The issue is that isoweeks start on Monday not Sunday, so you will have to use an ifelse statement to move Sundays up a week. Also geom_tile will display the earlier weeks at the bottom of the plot--as one would expect with a bar graph--instead of at the top--as one would expect with a calendar. So you will need to set the weeks as reverse the weeks and set them as an ordered factor. Take a look at the code below:
trump_month = trump_sent%>%group_by(date)%>%
summarise(sentiment = sum(sentiment, na.rm =T))%>%
# to create the plot we need to be able to organzie with days as the columns and week number as the rows
mutate(weekday =
factor(wday(date), labels = c("Sun", "Mon", "Tues", "Wed", "Thu", "Fri", "Sat"))
)%>% # this gives us an order factor variable for days
mutate(day = day(date))%>% # we will use this to write in the date on the squares
mutate(weeknum = isoweek(date))%>% # what number week it is--allows us to group days into weeks
mutate(weeknum = ifelse(weekday == "Sun", weeknum +1, weeknum))%>% # iso says that monday is the first day of the week but we want sunday to be the first day
mutate(weeknum = factor(weeknum, rev(unique(weeknum)), ordered = T) # we want the earlier weeks at the top of the calendar
)
Finally we just need to make the actual visualization. This is the easy part (thankfully). All we are going here is setting the x and y for tiles, adding text (for the date) to appear within the tiles and removing extra things like gridlines and the legend.
One little trick, that I didn't think was readily apparent, was to use scale_fill_gradient2 to make a diverging color scale centered around 0. Other than that, the inline comments should provide enough context to what was going on here.

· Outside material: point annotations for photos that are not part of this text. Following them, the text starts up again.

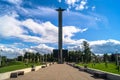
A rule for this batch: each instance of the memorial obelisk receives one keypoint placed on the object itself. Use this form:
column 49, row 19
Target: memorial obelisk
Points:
column 60, row 57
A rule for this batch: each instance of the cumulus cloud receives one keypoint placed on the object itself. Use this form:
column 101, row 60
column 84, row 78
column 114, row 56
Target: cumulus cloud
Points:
column 93, row 8
column 82, row 5
column 9, row 26
column 71, row 2
column 42, row 48
column 15, row 1
column 100, row 46
column 10, row 52
column 59, row 1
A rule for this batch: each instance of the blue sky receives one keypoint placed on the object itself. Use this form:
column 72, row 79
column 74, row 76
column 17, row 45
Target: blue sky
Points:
column 31, row 25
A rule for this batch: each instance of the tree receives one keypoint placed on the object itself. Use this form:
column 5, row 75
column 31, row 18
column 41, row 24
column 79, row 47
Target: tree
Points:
column 87, row 52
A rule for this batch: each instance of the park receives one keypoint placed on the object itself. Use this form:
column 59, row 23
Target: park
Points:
column 62, row 63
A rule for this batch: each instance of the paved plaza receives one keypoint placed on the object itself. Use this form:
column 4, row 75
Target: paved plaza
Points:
column 57, row 72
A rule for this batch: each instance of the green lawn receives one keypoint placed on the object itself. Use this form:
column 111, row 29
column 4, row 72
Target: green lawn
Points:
column 101, row 66
column 16, row 66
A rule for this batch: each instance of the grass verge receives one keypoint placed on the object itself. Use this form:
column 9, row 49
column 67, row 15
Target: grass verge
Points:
column 111, row 67
column 16, row 66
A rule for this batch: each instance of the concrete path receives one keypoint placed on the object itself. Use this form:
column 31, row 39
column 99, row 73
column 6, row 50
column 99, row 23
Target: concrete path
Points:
column 57, row 72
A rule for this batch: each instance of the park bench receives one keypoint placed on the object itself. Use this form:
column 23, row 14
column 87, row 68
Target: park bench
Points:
column 43, row 66
column 20, row 73
column 16, row 74
column 81, row 68
column 99, row 74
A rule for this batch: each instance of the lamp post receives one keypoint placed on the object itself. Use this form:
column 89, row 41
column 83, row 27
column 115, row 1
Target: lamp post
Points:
column 0, row 58
column 60, row 10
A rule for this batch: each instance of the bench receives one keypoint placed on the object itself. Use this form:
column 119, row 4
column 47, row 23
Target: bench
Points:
column 43, row 66
column 33, row 69
column 99, row 74
column 20, row 73
column 14, row 75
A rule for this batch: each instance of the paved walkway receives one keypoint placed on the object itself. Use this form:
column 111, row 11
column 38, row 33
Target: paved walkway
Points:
column 57, row 72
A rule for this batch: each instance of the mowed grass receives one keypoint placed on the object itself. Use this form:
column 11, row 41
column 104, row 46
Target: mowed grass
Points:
column 111, row 67
column 16, row 66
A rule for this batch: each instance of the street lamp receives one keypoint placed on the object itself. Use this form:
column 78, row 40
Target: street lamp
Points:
column 0, row 57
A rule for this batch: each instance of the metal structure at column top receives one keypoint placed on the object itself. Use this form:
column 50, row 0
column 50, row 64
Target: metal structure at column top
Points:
column 60, row 57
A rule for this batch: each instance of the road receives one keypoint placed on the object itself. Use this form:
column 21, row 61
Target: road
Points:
column 57, row 72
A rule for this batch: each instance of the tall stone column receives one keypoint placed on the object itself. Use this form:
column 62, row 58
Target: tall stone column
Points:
column 60, row 57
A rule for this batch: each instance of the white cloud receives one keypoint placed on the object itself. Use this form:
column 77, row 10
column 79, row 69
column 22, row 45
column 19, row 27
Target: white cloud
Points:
column 9, row 26
column 82, row 5
column 10, row 52
column 15, row 1
column 100, row 46
column 42, row 48
column 71, row 2
column 93, row 8
column 59, row 1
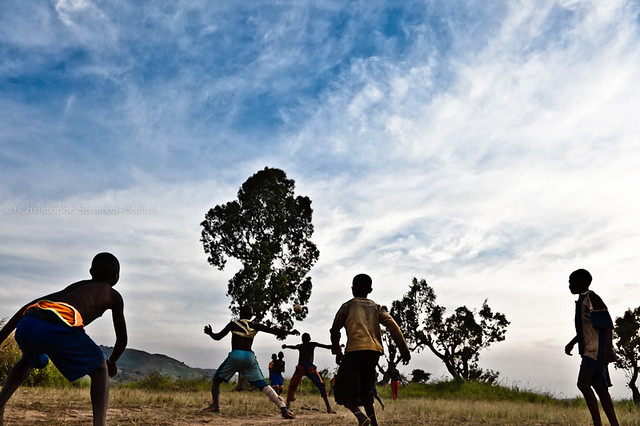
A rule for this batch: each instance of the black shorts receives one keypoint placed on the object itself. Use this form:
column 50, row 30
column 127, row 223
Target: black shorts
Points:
column 356, row 378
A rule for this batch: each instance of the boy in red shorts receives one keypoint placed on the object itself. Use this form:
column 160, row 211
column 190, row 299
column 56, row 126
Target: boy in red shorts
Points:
column 306, row 367
column 53, row 327
column 361, row 319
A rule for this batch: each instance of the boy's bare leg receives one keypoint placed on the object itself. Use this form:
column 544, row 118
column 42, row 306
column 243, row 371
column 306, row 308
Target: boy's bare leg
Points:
column 363, row 420
column 607, row 406
column 215, row 394
column 100, row 394
column 584, row 385
column 371, row 413
column 18, row 374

ggplot(trump_month, aes(x= weekday, y =weeknum, fill = sentiment))+
geom_tile(color = "#323232")+ # makes the lines a bit more muted
geom_text(label = trump_month$day, size =4, color = "black")+ # days
# positive days should be green and negative ones should be red
scale_fill_gradient2(midpoint = 0, low = "#d2222d", mid = "white", high = "#238823")+
# we are going to remove the majority of the plot
theme(axis.title = element_blank(),
panel.background = element_blank(),
axis.ticks = element_blank(),
axis.text.y = element_blank(),
legend.text = element_blank(),
legend.position = "none",
plot.title = element_text(face = "bold"),
plot.caption = element_text(color = "#323232")
)+
labs(title = "This August in Tweets",
subtitle = "A Sentiment Analysis of President Trump's Tweets",
caption = "Darker Green = More Positive\nDarker Red = More Negative")
And there you have it! A heatmap calendar that shows the sentiment of Trump's tweets!